Vince was shaking his head. “This isn’t a one-time offer, darlin’. This is an offer to train you, to make you stronger, faster, harder, better.”
I waved my hand at him to stop talking. I’d already decided, though I couldn’t quite believe it. This was the perfect opportunity for me to get away, heal, mend, recuperate and be exactly what Vince said; better. I wanted to be better. I wanted to be whole. I needed to be. Otherwise I’d never be able to move past how terrified I was to love Felix, how terrified I was to love anyone. I didn’t want to have to fear I’d flinch whenever someone touched me.

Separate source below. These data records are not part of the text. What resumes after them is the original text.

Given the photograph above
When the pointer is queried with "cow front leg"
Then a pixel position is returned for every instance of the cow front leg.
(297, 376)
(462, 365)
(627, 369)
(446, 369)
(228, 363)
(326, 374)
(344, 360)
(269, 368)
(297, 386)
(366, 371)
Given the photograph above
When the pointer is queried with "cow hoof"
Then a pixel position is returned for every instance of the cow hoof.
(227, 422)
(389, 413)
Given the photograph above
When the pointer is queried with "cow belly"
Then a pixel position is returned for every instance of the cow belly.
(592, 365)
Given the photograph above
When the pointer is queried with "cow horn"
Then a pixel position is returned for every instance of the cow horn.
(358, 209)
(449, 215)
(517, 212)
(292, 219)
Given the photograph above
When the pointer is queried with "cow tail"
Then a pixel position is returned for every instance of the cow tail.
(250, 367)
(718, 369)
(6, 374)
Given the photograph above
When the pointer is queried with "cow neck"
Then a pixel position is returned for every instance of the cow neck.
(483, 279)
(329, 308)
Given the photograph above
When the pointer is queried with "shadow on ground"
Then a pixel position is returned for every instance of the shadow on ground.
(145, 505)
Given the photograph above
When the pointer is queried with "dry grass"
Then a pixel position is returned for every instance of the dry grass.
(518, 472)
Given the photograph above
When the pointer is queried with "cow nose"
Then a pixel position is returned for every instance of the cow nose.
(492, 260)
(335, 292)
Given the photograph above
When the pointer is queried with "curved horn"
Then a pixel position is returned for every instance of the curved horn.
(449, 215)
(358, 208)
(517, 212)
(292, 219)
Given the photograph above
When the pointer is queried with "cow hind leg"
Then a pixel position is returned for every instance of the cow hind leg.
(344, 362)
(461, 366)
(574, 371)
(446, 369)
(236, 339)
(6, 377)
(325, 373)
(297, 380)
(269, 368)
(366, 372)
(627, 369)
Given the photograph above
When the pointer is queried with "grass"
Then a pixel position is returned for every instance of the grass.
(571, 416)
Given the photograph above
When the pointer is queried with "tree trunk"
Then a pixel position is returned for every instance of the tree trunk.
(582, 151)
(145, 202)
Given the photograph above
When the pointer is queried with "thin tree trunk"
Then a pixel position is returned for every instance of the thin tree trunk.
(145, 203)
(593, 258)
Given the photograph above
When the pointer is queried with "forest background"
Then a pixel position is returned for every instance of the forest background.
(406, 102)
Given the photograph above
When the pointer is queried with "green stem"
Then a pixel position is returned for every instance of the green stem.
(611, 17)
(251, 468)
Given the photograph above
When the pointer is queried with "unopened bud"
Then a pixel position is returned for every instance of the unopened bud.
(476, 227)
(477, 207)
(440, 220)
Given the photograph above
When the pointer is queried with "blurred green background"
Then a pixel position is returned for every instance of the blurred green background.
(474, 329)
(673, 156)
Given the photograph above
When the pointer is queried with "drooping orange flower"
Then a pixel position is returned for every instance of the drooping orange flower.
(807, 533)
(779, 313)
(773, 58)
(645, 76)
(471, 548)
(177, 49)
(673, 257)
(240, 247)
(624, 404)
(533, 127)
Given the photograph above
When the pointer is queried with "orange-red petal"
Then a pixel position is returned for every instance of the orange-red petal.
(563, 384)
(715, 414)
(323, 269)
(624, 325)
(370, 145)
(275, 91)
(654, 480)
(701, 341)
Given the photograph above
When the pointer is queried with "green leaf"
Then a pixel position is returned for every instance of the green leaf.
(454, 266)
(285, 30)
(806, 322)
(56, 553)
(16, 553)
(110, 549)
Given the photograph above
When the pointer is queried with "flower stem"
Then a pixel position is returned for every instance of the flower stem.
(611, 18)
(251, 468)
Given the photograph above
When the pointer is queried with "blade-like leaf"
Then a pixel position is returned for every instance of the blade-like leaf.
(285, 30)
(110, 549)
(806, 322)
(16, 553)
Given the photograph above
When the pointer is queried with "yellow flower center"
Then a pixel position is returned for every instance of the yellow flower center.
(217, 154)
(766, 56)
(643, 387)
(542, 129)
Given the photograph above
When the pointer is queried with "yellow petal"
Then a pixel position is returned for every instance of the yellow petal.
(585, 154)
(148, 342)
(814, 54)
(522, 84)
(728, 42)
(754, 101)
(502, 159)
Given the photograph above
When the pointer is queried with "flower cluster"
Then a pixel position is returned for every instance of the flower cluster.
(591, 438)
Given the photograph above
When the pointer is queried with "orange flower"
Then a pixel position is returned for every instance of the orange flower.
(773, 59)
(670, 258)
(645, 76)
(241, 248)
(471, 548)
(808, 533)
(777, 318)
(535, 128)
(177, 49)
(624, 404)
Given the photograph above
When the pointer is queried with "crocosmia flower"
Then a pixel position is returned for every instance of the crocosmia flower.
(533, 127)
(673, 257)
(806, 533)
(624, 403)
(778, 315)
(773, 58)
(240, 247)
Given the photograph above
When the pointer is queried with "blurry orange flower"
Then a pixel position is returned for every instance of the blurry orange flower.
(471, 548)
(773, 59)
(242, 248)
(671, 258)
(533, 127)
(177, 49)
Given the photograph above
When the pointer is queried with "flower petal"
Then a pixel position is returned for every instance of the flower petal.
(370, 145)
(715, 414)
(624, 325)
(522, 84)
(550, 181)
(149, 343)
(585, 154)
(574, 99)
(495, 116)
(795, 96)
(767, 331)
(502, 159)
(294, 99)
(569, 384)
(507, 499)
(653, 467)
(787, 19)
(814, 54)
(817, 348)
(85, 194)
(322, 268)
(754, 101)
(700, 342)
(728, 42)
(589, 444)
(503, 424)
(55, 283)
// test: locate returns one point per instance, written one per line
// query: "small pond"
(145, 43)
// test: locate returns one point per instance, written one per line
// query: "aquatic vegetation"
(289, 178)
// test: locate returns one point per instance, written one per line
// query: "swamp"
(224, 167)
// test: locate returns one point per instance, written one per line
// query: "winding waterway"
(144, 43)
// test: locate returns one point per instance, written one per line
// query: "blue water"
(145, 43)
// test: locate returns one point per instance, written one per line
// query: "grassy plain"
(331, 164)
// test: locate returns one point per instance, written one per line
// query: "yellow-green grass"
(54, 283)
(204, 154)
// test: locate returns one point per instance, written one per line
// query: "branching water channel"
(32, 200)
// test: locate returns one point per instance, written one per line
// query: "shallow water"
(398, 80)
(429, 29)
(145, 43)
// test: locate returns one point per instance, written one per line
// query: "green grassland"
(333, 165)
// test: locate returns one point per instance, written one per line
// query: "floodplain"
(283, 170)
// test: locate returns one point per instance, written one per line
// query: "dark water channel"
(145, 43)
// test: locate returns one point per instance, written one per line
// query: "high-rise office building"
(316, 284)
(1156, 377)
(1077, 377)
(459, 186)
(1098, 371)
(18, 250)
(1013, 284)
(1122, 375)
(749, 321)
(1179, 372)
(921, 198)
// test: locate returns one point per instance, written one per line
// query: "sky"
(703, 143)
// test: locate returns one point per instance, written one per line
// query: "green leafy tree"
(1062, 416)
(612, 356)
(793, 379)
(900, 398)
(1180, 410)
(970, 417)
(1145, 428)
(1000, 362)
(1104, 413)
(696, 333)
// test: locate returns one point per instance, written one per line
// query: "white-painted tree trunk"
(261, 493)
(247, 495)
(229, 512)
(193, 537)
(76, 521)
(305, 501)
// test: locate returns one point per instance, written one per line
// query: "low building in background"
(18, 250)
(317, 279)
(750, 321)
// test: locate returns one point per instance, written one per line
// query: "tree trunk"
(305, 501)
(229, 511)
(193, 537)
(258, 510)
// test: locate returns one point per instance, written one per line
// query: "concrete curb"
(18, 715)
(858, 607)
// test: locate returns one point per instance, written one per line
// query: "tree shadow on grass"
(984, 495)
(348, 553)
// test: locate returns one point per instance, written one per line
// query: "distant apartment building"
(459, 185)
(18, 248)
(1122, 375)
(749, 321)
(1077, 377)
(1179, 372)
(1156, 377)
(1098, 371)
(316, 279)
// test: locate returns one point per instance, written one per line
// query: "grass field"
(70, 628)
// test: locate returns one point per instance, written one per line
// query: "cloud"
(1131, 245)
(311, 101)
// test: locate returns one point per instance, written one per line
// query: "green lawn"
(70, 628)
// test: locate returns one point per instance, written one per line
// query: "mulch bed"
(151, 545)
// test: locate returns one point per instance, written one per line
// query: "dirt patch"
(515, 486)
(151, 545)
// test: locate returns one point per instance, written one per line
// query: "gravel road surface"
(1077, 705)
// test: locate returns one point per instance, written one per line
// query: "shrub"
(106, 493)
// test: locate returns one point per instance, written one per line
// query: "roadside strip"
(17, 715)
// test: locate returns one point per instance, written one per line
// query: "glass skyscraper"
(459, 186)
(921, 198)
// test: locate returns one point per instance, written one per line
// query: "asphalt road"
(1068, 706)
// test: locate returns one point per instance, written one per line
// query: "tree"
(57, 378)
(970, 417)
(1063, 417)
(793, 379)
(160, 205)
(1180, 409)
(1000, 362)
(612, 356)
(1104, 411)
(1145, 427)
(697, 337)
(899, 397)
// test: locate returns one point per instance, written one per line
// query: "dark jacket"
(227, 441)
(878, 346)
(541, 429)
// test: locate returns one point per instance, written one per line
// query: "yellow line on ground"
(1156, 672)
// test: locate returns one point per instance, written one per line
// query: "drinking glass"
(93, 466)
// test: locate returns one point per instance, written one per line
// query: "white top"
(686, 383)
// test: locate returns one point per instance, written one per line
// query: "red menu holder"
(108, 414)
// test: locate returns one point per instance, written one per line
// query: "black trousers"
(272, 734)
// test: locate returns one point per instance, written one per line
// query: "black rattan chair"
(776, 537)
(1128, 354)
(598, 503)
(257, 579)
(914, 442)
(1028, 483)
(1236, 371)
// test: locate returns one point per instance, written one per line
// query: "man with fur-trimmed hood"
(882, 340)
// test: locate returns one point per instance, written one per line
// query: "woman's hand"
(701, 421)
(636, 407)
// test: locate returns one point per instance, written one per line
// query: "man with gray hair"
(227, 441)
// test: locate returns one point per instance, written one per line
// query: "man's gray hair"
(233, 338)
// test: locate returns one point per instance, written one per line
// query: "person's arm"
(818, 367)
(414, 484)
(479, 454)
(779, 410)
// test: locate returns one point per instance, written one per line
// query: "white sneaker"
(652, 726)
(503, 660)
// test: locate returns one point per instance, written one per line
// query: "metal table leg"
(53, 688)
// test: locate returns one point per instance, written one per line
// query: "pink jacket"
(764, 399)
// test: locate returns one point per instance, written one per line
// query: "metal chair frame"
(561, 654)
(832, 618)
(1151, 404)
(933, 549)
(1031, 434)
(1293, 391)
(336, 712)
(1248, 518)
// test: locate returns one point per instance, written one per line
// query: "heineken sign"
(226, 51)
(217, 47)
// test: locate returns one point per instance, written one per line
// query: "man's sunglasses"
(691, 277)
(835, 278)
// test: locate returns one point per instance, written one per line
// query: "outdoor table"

I was sick of all the questions, too. The ‘what if I open up and he hurts me?’, ‘what if I can’t open up and he leaves?’ and ‘what if I can’t be fixed?’.
Getting away from the cause of all the fear was exactly what I wanted. I could answer all these questions without the added pressure of Felix hovering around me. And when I was eventually fixed, I could come back, and I could win him. It was perfect.
“I’ll do it.”
Vince’s brows shot up, as if he expected to have to convince me. “You will?”
“On one condition.”
“Name it.”
I’m sorry. So sorry. I’m sorry I have to let go again.
“Get me as far away from Felix as you can.”